La terminazione in o dei nomi femminili è un carattere strano che distingue i dialetti di Acceglio, S. Peyre, Oncino e Giaglione dagli altri alpigiani; vàlgano d'esempio: la ciarestio, üna vesto, la primo vestimento, campagno, müsico, chesto allegrio, i quali nomi, come si scorge dagli articoli, consèrvano il gènere femminile.

Il dialetto di Finestrelle è talmente composto di voci e frasi francesi raccozzate insieme con sintassi francese, ma forzate alla forma e desinenza piemontese, che anzichè un dialetto italiano, sembra un dialetto francese, travestito all'italiana. All'udirlo parlare, si direbbe la favella d'un Francese, che si sforza italianizzarla per farsi intendere. Cosi p. e. Votre fraire è vengü, e votre papà à tià ün vel gra, perché ch'a l'à trubà an bune sanda. Una semplice occhiata alla versione della Parábola, che soggiungiamo qui appresso, varrà meglio d'ogni altra spiegazione a porgerne il preciso concetto.

Non lasceremo per altro di notare, come esclusiva e peculiare di questo dialetto, l'uscita in èic della prima persona singolare nel futuro, come nei seguenti esempj:

Italiano dirò troverò andrò leverò surò
Finestrelle dirèic trubarèic anarèic levarèic serèic.

Del pari che quest' ùltimo i dialetti di Giaglione e ď Oulx potrebbero per le loro proprietà caratteristiche dirsi piuttosto francesi che piemontesi, non serbando di questi se non déboli traccie. In essi infatti compajono i suoni & ež, non che le ll molli, ignoti ai piemontesi propriamente detti, e si famigliari e frequenti nei francesi, dai quali ancora attinsero e vocabolario e forme grammaticali. Non mancano per altro di elementi bastèvoli per essere collegati agli alpigiani itàlici, quali sono il pronome eufónico u, come: u l'è turnà, u l'ére perdü, e sìmili; la forma sintètica di alcune frasi, e alquante radici loro peculiari. Noteremo ancora come carattere proprio di Oulx il suono th che in alcune voci sta invece della s, e nel dialetto di Giaglione la voce of per ha, che non trova riscontro veruno negli altri dialetti pedemontani o francesi.

Per último, nel tronco superiore della valle di Lanzo, segnatamente a Viù e ad Usséglio, i dialetti partecipano egualmente dei piemontesi e dei francesi.
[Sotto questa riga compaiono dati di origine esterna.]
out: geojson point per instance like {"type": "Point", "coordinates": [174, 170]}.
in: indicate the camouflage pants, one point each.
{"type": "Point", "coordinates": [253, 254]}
Rozzi ed informi, non pòrgono una fisonomia loro propria, nè un carattere determinato, tranne quello d'un'assoluta irregolarità nelle forme, d'una pronunzia incerta e d'una mistura di voci, che accènnano ad un accozzamento dei varii dialetti circostanti, riunendo più o meno le peculiarità da noi accennate degli altri dialetti alpigiani.

Nel tracciare le proprietà distintive dei tre gruppi, abbiamo notato alcuni caratteri più salienti che più generalmente rinvèngonsi nei dialetti del Canavese, fra i quali abbiamo annoverato come varietà distinte dal rappresentante comune d'Ivrea, i dialetti di Val Soana, di Biella, di Andorno e di Settimo Vittone.

Sebbene le poche dissonanze ivi appuntate, màssime nelle flessioni dei verbi e dei loro participj, vàlgano a sceverare il gruppo canavese dal piemontese, ciò nulladimeno non sono bastèvoli ad imprimervi un aspetto distinto; che anzi dobbiamo avvertire, come il Canavese si assimili nel resto al primo gruppo

avendo comune collo stesso e la pronunzia, e la sintassi, e poco discordando nel lessico. Ciò vale per i dialetti racchiusi fra l'Orco e la Dora Bàltea, rappresentati da quello d'Ivrea, e appena distinti fra loro per leggere e non curàbili differenze; ma non già per le varietà summentovate, le quali differiscono considerevolmente, non solo dai Piemontesi, ma altresì dai vicini Canavesi.

Tra queste emerge anzi tutto il dialetto della Valle Soana, parlato nei villaggi d'Ingria, Ronco, Valprato e Campiglia, che presenta lo strano fenómeno di pronunzia, forme e radici ignote a tutti i circostanti, e che può quindi considerarsi come un dialetto separato e distinto da tutti i tre gruppi. Noi lo abbiamo posto nel Canavese, non già perchè vi abbia maggior rapporto di affinità, ma solo per ragione geogràfica, trovandosi nel mezzo di questo.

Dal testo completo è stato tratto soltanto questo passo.